NLP Flashcards
General methods to create Word embeddings?
- One Hot Encoding
- Bag of Words
- N-Grams
- Tf-Idf
- Integer Encoding
OHE : Advantages & Disadvantages
Advantages - Easy & Intuitive
Disadvantages -
1. Sparse vectors
2. Out of Vocabulary words
3. No semantic meaning
4. Fixed Size
BOW : Advantages & Disadvantages
Advantages - Easy & Intuitive
Disadvantages -
1. Sparse vectors
2. Out of Vocabulary words
3. No semantic meaning
N-grams : Advantages & Disadvantages
Advantages - Easy & Intuitive; Captures semantic meaning to an extent
Disadvantages -
1. Out of Vocabulary words
2. Computationally expensive
What is Tf-Idf
Term Frequency-Inverse Document Frequency
TF measures the frequency of a word in a document.
TF(t,d)= Totalnumberoftermsindocumentd/ Numberoftimestermtappearsindocumentd
IDF measures how often a term appears in a document wrt whole corpus.
IDF(t)=log(Numberofdocumentscontainingtermt/
Totalnumberofdocuments)
Why do we use Log in IDF?
This is because for words that has occurred in very few documents, their IDF value will be too high. And, therefore contribution of TF value will be neglected.
Advance methods to create Word embeddings?
- Word2Vec
- GloVe
- fastText
- Transformers
What are Word Embeddings?
Vector representation of words.
Embeddings captures the semantic meaning of the information.
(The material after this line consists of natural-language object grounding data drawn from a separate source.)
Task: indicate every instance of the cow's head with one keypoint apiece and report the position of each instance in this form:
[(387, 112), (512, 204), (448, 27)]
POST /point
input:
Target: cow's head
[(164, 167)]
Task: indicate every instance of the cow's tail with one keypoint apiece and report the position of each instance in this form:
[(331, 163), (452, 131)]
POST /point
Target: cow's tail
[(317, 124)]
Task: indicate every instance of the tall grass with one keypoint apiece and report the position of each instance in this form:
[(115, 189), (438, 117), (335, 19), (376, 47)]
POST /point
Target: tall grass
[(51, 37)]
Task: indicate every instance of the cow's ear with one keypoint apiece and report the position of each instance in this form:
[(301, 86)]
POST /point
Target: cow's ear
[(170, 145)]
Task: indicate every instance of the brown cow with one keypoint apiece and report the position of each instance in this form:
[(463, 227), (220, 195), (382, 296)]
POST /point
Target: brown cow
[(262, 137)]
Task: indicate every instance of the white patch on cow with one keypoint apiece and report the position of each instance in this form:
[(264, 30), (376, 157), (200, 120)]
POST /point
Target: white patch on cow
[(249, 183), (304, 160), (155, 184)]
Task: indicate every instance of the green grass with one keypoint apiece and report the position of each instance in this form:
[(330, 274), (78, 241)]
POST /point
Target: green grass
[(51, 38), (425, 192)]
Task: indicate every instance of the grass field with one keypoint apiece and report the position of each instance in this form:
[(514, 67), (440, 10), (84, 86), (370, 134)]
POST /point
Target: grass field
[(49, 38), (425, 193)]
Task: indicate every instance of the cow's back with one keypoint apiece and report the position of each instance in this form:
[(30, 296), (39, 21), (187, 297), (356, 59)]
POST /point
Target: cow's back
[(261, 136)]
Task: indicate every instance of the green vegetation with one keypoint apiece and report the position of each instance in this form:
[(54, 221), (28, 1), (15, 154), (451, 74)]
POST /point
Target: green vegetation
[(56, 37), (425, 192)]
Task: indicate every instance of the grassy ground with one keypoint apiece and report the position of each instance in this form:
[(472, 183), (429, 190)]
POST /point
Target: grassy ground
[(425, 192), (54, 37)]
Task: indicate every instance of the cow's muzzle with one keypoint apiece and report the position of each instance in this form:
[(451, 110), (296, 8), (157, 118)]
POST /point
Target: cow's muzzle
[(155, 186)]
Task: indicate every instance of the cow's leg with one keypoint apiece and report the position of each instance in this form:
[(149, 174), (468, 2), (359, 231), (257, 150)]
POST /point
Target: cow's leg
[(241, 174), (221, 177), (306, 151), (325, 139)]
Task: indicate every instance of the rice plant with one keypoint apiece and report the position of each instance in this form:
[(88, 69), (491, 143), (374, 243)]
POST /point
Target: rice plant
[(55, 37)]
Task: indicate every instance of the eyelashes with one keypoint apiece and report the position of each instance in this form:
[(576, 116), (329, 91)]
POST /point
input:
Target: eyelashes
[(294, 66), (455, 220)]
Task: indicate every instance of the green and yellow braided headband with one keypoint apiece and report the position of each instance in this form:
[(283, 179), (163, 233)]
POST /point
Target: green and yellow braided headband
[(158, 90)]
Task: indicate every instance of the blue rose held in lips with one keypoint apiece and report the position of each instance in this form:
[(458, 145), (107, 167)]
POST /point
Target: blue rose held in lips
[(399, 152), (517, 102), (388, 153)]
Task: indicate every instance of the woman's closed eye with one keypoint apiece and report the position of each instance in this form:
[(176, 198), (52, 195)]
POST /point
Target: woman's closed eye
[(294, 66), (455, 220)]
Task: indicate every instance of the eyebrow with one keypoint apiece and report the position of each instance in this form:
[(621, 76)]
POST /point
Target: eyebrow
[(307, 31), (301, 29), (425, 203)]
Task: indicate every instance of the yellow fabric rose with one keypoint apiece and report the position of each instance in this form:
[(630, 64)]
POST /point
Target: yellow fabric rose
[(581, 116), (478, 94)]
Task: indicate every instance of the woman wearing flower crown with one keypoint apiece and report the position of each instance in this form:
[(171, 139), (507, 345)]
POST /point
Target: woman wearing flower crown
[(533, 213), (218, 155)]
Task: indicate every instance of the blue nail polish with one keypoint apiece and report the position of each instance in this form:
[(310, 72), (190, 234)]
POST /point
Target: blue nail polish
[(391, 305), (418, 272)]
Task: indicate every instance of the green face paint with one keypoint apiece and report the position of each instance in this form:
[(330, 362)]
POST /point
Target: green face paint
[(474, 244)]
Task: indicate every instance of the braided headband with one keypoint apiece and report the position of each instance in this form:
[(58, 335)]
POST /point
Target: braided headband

Ex - Embedding of the sentence “today is a sunny day” and “the weather is nice today” will be similar.
What is Word2Vec & GloVe?
Words that appear in similar contexts have similar embeddings.
However, these technique will struggle when a word has multiple meanings, because Glove and Word2Vec have fixed representation of a word.
Word2Vec
By Google
Trained on a very large corpus by training a shallow neural network.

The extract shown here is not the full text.